According to Goodreads, the site has over 55 million members worldwide. That’s a lot of readers. It doesn’t take much to understand why nearly every self-published person comes to the conclusion that they should be promoting their books on the site.
It’s a sensitive issue, and one that has changed a little since the original Goodreads was sold to Amazon. I notice more ways that Amazon and Goodreads use each others’ opportunities. Amazon now enables you to do giveaways… Goodreads has been doing that since it started. Goodreads now has an extensive list of marketing opportunities that it promotes to authors, which look like things in the Amazon school of marketing to me, but are nevertheless valid and valuable opportunities – so take them.
In researching this post, I was surprised by things I knew about but didn’t know about. I knew about giveaways, I’d seen themed months, and I knew there was an Author & Advertiser blog, but I didn’t know about them. If you don’t either, check out:
Strangely enough, Goodreads is mostly designed for readers, not authors. You know, people that hang around in Groups discussing books that they may have on their book list, or shelves. They may add titles to their shelf as a result of a discussion or recommendation. They may ask authors questions (some of which are not rude or simply in the wrong place). Many are thoughtful, seeking further insight, checking whether it’s age-appropriate, or asking when the next in the series is coming out.

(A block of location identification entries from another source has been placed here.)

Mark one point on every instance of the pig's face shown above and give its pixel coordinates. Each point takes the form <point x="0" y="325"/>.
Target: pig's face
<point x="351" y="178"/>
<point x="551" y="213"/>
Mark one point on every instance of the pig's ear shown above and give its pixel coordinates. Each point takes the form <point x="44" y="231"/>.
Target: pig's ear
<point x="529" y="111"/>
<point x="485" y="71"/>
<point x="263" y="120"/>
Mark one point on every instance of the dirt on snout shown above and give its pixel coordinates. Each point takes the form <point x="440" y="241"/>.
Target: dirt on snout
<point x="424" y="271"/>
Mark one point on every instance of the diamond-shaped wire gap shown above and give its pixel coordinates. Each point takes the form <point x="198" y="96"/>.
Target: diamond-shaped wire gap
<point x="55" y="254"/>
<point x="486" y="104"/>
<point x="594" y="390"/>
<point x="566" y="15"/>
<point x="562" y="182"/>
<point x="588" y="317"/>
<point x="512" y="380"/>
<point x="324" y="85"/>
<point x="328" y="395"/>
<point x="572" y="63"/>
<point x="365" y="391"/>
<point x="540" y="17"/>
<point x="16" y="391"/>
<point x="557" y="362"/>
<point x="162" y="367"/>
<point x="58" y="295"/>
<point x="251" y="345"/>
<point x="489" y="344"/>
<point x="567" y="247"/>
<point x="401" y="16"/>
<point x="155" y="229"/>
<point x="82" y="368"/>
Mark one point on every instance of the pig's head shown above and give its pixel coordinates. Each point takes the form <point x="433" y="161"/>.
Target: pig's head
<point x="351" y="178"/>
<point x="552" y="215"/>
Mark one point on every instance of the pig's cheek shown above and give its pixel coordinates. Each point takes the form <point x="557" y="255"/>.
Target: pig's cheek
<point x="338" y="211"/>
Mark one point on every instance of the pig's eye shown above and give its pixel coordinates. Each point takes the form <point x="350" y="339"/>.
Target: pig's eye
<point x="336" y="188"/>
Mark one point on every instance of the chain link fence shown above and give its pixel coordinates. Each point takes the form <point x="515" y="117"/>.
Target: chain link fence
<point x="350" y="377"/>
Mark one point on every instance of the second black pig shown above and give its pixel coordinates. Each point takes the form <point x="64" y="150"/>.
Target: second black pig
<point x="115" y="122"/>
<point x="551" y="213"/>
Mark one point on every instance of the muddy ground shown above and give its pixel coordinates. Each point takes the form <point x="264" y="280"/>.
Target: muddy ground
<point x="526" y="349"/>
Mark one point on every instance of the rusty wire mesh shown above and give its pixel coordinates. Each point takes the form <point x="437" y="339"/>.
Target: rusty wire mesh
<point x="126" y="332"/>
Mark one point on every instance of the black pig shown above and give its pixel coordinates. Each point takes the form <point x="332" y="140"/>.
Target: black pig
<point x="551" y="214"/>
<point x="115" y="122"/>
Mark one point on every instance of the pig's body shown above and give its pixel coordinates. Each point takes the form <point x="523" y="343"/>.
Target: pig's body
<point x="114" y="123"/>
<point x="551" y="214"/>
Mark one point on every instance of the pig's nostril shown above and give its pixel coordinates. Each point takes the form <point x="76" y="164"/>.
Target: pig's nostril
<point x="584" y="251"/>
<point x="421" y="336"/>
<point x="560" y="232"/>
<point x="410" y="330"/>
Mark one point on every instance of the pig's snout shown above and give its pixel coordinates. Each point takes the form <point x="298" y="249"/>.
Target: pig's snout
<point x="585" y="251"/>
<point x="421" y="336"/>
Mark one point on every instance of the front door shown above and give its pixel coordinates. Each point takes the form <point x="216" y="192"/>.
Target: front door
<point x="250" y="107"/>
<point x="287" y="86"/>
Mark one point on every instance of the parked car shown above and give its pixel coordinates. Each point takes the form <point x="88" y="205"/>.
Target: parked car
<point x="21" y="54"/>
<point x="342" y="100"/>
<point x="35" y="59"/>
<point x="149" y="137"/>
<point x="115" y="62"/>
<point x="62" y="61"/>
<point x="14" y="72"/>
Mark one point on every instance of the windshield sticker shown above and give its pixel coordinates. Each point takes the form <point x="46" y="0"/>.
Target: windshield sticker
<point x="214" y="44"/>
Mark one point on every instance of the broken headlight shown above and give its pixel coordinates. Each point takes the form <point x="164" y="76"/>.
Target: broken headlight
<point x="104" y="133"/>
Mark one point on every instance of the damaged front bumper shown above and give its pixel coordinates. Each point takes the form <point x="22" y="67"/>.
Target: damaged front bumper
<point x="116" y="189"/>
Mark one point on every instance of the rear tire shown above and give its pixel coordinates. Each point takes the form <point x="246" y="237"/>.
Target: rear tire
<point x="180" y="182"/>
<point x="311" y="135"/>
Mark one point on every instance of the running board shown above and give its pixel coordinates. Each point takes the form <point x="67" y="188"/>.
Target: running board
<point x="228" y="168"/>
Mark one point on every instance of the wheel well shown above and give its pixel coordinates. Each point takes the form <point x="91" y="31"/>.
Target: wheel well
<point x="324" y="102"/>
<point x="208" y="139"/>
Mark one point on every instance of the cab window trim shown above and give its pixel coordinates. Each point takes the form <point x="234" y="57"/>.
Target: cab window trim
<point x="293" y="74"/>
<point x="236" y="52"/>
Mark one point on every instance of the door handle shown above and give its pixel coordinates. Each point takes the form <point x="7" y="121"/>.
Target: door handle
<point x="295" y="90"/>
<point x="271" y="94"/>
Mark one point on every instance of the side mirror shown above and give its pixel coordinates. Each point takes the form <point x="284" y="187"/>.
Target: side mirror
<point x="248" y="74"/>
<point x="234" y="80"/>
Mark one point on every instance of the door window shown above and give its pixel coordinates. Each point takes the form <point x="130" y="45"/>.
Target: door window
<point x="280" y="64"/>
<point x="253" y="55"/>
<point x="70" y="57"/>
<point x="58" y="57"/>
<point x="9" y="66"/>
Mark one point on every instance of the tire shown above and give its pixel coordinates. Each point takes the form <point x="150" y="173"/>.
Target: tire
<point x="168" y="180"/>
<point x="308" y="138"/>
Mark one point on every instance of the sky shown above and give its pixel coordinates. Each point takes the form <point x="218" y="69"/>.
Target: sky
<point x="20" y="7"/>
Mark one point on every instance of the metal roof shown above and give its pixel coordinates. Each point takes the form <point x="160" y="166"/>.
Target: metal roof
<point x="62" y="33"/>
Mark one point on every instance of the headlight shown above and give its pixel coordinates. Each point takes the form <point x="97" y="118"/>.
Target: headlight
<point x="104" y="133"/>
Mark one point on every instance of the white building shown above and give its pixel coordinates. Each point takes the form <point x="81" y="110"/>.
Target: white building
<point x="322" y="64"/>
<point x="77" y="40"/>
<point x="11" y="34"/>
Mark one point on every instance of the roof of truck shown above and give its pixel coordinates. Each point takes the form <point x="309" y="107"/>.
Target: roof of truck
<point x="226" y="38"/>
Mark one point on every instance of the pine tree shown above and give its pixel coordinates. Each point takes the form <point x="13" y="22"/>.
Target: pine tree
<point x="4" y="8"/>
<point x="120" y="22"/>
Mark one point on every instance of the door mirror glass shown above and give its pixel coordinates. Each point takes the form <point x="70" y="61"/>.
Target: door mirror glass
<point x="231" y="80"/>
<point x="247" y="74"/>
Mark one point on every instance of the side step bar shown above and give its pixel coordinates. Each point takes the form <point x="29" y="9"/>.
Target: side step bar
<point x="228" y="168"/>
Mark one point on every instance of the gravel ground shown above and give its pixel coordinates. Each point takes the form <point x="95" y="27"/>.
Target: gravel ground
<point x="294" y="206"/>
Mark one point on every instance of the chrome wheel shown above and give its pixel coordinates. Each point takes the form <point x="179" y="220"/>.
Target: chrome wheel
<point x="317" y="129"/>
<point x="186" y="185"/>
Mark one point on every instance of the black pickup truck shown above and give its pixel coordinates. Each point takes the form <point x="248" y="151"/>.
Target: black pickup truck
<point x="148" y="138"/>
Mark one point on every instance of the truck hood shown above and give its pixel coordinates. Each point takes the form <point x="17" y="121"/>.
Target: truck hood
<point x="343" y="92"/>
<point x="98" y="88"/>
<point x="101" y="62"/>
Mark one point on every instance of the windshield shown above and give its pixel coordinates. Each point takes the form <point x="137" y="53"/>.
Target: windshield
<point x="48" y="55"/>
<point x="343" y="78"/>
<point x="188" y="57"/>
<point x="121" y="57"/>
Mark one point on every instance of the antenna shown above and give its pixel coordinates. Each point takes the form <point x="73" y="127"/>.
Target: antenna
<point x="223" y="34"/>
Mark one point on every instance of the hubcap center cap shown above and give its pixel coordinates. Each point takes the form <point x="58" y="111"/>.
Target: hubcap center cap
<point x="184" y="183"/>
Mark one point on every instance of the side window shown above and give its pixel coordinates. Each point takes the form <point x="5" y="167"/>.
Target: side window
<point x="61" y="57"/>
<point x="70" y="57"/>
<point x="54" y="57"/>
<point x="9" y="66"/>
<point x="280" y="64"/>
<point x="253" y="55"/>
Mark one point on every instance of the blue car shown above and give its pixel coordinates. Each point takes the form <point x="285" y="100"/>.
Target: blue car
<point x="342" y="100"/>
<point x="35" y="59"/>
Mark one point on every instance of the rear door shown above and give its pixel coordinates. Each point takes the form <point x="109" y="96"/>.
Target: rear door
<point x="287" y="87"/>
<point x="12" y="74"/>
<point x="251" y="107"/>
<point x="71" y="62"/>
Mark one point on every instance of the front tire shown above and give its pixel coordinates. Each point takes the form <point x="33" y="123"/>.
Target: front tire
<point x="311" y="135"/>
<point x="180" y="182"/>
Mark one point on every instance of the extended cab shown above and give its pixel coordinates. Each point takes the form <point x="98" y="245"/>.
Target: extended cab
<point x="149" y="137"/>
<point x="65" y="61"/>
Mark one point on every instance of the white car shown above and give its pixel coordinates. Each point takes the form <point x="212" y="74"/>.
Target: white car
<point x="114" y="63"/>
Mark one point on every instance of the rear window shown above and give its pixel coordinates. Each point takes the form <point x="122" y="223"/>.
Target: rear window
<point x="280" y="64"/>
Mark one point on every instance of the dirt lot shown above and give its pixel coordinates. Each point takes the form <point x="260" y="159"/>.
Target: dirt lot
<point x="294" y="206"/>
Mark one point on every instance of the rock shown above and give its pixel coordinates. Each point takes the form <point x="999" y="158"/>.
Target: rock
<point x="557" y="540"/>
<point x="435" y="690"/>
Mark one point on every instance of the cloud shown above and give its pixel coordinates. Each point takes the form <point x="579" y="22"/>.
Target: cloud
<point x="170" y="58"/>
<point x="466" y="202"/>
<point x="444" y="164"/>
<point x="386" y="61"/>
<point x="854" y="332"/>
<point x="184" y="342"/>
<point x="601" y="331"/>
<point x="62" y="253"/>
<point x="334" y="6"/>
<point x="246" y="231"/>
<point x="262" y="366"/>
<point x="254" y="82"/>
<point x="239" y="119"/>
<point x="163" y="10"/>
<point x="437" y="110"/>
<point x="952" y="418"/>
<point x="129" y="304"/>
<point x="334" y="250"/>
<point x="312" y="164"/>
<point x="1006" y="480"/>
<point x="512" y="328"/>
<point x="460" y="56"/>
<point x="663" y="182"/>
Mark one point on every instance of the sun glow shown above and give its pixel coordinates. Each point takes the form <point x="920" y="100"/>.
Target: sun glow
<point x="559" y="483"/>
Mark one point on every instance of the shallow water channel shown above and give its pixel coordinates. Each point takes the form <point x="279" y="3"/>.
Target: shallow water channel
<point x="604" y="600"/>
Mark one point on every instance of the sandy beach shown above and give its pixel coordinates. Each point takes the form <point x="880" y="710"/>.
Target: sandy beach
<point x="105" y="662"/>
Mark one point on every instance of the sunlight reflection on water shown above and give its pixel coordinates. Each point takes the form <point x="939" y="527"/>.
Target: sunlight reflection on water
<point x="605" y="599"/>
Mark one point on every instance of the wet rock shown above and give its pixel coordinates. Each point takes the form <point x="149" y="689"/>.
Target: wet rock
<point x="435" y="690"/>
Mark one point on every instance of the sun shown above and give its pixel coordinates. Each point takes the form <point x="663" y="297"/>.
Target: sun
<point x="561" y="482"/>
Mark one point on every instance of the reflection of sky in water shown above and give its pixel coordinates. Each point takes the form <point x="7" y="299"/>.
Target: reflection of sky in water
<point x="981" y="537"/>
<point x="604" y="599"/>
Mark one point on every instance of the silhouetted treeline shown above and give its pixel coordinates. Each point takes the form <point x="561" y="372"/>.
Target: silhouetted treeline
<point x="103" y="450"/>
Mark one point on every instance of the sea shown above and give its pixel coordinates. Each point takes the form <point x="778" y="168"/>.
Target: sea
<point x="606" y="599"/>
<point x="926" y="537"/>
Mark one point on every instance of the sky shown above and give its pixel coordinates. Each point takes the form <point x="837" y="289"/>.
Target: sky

Readers also leave comments on books they read. They may make those comments into reviews, which guide other readers, and they may copy those reviews to buying sites. Word of mouth – the most effective form of advertising.
Readers hang around in Groups of like-minded people, whether it’s through the genre(s) they read (I’m active in Great Middle Great Reads, and less so in Space Opera), or something else (I lurk in the UK Kindle Group). Some Groups don’t do much reading, but play games and talk games, or role play, or just talk about a single author (anyone for Jane Austen?)
All the ones I’ve visited have a message for authors. Don’t spam us with your books.
What is spam anyway? Is talking about my book in a Group spam?
Maybe. Basically, are you pushing your book in front of people? Are you boring them, like a person talking only about him or herself at a party? Did they want to know about it?
The degrees of seriousness of spam depends…
where you’re talking about it
how you’re talking about it
how often you’re talking about it
whether you have copied virtually the same message about it to twelve different groups in the last ten minutes.
whether you are using the Goodreads message system to ask people to read your books.
If in doubt, read the message for Authors that is almost certainly near the top of the Group’s front page. It’s there because we all have the same problem, and we tend to address it in similar ways.
Many genre Groups have special sections for authors to discuss their own books in the genre.
In Great Middle Grade Reads (GMGR), the Discussion section is for, hm, great books for middle grade readers, i.e roughly 9-13 years old (we discuss the age range, too). You can discuss your own book in the Authors section. I can discuss, or start the discussion of someone else’s book in the Discussion section, whether that be Jane Austen’s long-lost manuscript of the Pemberley School Ghost Detectives (hm… that might be fun to write) or Rebecca Douglass’s Skunk Corners books.
Authors can also put their own books in a section on GMGR for ‘Read for Review’, which is a section on many Groups. You offer copies of your ebook in exchange for a review. It’s like a Goodreads Giveaway, but uncontrolled, deals with the format of your choice, and you will probably get a ‘winner’ actually interested in reading and reviewing it for you, because you ‘talk’ to them on the post.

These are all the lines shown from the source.